Equivalence was considered if the confidence interval of a paired assessment of two sofware was within a tolerance interval defined by ☑.96 highest standard deviation obtained by intraobserver analysis. Forty-five data sets were evaluated twice (15 per software) for intraobserver analysis. Pixel-wise generated native T1- and T2-maps were used to assess T1- and T2-time. Phase-contrast magnetic resonance images were evaluated for forward stroke volume (SV) and peak velocity (Vmax).
Medis medical imaging systems free#
Cine steady state free precession short axis images were analyzed regarding LV ejection fraction (EF), end-systolic and end-diastolic volume (ESV, EDV) and LV mass.

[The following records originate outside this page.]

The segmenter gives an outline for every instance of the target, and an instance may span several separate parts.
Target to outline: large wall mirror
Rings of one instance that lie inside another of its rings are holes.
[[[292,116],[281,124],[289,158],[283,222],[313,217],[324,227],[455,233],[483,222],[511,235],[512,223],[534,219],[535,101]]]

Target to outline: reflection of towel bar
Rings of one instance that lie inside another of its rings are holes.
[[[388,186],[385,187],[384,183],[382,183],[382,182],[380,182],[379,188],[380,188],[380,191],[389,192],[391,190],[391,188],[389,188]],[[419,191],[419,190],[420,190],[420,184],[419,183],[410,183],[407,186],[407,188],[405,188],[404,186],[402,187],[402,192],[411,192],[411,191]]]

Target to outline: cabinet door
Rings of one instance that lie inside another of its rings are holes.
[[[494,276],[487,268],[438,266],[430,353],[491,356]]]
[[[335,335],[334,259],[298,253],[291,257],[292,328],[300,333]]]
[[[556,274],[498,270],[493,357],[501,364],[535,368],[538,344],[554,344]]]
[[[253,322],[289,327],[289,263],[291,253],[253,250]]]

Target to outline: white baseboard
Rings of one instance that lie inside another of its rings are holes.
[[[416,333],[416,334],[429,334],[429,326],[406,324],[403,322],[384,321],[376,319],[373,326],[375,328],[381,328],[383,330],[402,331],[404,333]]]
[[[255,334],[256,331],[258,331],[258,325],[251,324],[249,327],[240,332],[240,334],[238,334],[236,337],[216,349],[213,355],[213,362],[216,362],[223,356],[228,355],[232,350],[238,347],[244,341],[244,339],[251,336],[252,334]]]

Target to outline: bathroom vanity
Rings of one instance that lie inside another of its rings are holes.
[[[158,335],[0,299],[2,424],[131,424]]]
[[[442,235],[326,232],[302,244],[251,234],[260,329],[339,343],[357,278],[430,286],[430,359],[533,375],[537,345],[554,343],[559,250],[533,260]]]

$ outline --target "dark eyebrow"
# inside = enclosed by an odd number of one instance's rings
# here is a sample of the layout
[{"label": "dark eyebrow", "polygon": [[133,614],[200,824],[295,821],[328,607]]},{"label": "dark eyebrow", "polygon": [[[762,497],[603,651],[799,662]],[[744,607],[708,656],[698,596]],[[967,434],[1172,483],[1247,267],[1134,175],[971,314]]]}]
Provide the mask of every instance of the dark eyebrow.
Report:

Thirty-one data sets of patients who underwent a CMR Scan on 1.5 T were analyzed using three different software (Circle CVI: cvi 42, Siemens Healthineers: Argus, Medis: Qmass/Qflow) by one reader blinded to former results. The aim of this study was to evaluate the impact of software on quantification of left ventricular (LV) assessment, 2D flow measurement and T1- and T2-parametric mapping. The manufacturers provide different analysis tools whose algorithms are often unknown. Image analysis is performed based on dedicated software. Quantitative results of cardiovascular magnetic resonance (CMR) image analysis influence clinical decision making.